ESPN managed to achieve the impossible Tuesday night: The network united Ohio State and Michigan fans in hatred of the same thing.
They both despised the seldom-used floor-level camera angle at which ESPN broadcast the entirety of Tuesday's game between the Buckeyes and Wolverines.
Whereas a typical elevated camera angle allows viewers to see the whole floor without issue, the floor-level angle frequently left viewers with an obstructed view of the ball or no view at all. Ninety-six percent of Twitter users who voted in Rivals recruiting analyst Brandon Brown's poll said they did not like the camera angle and a sampling of tweets about the game reflected similar sentiment.
Things better than this @espn camera angle:
-Ending the McRib.
-Ads on YouTube.
-Working on Saturday.
— BT Powerhouse (@BTpowerhouse) February 17, 2016
@espn I'm turning off the Michigan vs Ohio State game. You know why....this ridiculous camera angle.
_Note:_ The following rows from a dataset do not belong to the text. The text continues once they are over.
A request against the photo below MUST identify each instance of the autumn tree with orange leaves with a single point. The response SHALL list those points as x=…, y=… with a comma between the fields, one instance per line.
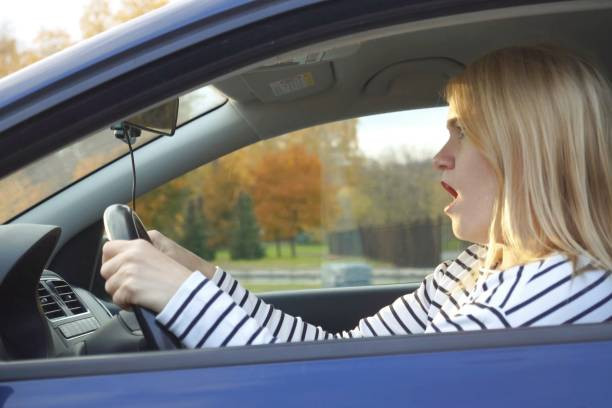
x=287, y=193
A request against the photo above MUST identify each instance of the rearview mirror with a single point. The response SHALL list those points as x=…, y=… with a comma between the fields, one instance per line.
x=159, y=119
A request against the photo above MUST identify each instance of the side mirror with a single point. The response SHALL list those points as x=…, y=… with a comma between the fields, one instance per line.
x=160, y=119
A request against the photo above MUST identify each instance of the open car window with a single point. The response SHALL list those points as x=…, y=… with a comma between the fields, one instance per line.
x=54, y=172
x=349, y=203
I'm nauseous.
— Kyle Frankel (@kylefrankel) February 17, 2016
Every jump shot is like its own mini trivia game: Did this Zak Irvin shot go in? pic.twitter.com/P25SH2m7Ta
— Alejandro Zúñiga (@ByAZuniga) February 17, 2016
Maybe for the second half @ESPN will give us the "sitting behind a tall guy" camera angle.
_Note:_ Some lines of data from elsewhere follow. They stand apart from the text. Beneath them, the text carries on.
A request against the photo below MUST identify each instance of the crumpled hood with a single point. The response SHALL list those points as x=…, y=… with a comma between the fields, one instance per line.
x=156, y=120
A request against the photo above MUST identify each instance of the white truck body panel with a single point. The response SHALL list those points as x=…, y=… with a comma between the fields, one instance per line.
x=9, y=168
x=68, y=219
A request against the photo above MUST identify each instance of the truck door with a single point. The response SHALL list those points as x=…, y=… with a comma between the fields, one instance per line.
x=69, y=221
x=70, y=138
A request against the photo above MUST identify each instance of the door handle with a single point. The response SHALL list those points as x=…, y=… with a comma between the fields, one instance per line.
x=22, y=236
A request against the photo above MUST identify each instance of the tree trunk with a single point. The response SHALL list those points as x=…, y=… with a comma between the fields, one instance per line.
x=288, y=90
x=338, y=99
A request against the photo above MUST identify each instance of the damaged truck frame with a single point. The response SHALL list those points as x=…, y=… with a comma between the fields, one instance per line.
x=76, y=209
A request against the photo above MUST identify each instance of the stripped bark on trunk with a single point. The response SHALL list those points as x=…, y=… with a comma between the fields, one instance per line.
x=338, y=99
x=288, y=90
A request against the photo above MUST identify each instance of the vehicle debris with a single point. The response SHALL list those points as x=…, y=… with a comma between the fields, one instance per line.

— Michael Citro (@11W_Michael) February 17, 2016
Maybe y’all just need to reference Ben Simmons when complaining about the camera angle. Perhaps that will work.
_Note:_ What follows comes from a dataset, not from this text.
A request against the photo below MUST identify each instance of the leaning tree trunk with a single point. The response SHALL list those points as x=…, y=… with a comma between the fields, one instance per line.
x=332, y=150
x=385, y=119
— Chris Dobbertean (@ChrisDobbertean) February 17, 2016
Every few minutes, ESPN play-by-play man Bob Wischusen did his best to explain to confused viewers why the network was using this unusual angle. He said it was to allow the TV audience to better appreciate the speed and athleticism of the players.
"Tonight we're trying something a little different," Wischusen said. "We're trying to let you appreciate the speed of this game.
"We get to watch these games from down close at the floor seats. We're giving you the chance to do that as well and appreciate how fast these games are played."
The trouble with that rationale is that Michigan-Ohio State was hardly a showcase for fast-paced basketball. The Buckeyes entered play 168th in adjusted tempo. The Wolverines were 305th.
Ultimately the floor seats camera view might have been a success if ESPN had used it sparingly, but it detracted from the game the way it was deployed Tuesday night. Viewers want to watch the game without repeatedly losing sight of the ball on the far side of the floor behind another player or one of the referees.